Richard Posthumus (; born July 19, 1950) is an American businessman, and politician. He was the 61st lieutenant governor of Michigan and majority leader of the Michigan Senate. In 2002, he was the unsuccessful Republican nominee for Governor of Michigan.

Posthumus grew up on a dairy farm in Alto, Michigan, outside of Grand Rapids. He graduated from Michigan State University, during which he served as chairman of the College Republicans and as a vice chairman of the Michigan Republican Party.

In 1971, he managed the successful Michigan House of Representatives campaign of fellow student and future Michigan governor John Engler.
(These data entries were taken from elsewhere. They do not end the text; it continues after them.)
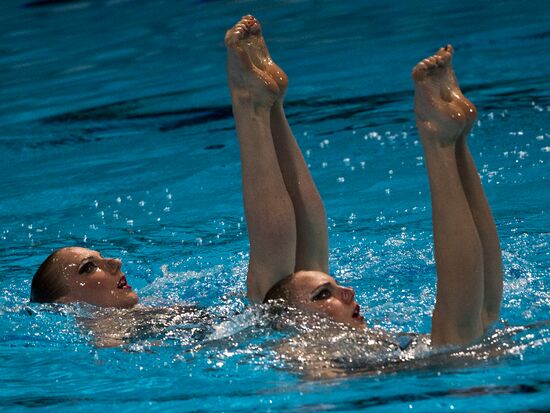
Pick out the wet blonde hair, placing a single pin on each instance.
(47, 284)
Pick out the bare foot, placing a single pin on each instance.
(259, 54)
(443, 114)
(248, 81)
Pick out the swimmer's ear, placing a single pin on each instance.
(64, 300)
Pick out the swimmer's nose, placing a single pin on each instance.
(348, 294)
(114, 265)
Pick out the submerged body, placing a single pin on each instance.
(287, 224)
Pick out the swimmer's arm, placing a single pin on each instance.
(268, 208)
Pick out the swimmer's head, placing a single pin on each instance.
(317, 292)
(78, 274)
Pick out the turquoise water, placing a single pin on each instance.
(117, 135)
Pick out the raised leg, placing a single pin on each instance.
(268, 207)
(311, 226)
(479, 206)
(442, 119)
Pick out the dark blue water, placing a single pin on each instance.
(117, 135)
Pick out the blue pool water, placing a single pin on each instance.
(117, 135)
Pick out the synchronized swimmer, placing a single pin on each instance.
(287, 226)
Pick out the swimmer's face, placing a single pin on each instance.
(93, 279)
(318, 292)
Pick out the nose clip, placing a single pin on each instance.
(114, 264)
(347, 294)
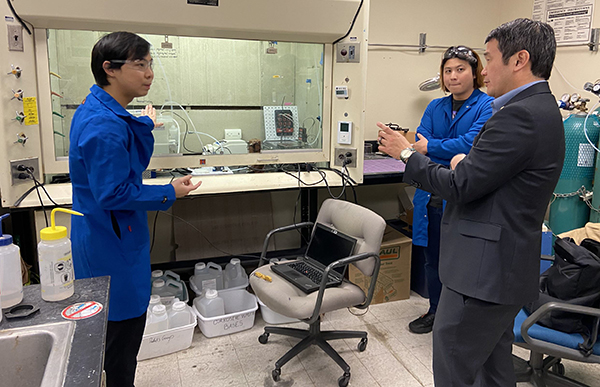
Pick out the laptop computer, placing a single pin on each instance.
(326, 246)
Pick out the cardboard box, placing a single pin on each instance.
(393, 282)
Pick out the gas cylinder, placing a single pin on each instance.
(595, 215)
(568, 211)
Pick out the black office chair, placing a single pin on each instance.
(549, 346)
(286, 299)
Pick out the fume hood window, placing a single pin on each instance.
(214, 96)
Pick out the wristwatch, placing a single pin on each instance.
(406, 153)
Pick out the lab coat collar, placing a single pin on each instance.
(466, 106)
(108, 101)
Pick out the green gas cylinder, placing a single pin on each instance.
(595, 215)
(568, 211)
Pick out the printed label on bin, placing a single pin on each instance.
(82, 310)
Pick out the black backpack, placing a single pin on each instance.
(574, 278)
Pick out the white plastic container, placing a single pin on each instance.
(211, 305)
(272, 317)
(240, 310)
(234, 274)
(179, 315)
(154, 300)
(158, 321)
(169, 341)
(55, 260)
(207, 276)
(11, 279)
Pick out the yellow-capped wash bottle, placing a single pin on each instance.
(56, 263)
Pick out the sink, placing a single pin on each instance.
(35, 356)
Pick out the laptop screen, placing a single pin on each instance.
(327, 245)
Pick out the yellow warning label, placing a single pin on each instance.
(30, 110)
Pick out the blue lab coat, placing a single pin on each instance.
(447, 137)
(109, 150)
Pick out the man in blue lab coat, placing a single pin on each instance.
(109, 150)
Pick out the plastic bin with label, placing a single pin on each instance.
(240, 310)
(168, 341)
(199, 292)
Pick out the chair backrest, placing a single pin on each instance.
(359, 222)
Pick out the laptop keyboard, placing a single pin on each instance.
(315, 275)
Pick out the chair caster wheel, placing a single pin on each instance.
(362, 345)
(276, 374)
(344, 380)
(558, 368)
(263, 338)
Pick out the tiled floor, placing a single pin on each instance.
(394, 356)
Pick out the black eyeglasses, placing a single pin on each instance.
(460, 52)
(139, 64)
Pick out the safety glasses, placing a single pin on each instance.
(460, 52)
(138, 64)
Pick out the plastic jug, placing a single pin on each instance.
(157, 274)
(168, 288)
(154, 300)
(207, 276)
(169, 302)
(158, 321)
(235, 274)
(11, 279)
(171, 275)
(211, 305)
(179, 315)
(56, 263)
Posthumus was elected to the Senate in 1982 and became majority leader in 1990, when Engler was elected governor. His 1982 campaign was managed by Saul Anuzis. Posthumus was the longest serving majority leader in the history of the Senate.

Posthumus joined Engler on as his running mate and candidate for lieutenant governor in 1998 and went on to serve in that post for four years. He was the Republican nominee for governor in 2002, having defeated Joe Schwarz in the Republican primary, but lost to Democrat Jennifer Granholm in the general election. He joined Compatico in 2005 and became the chief executive officer in 2006.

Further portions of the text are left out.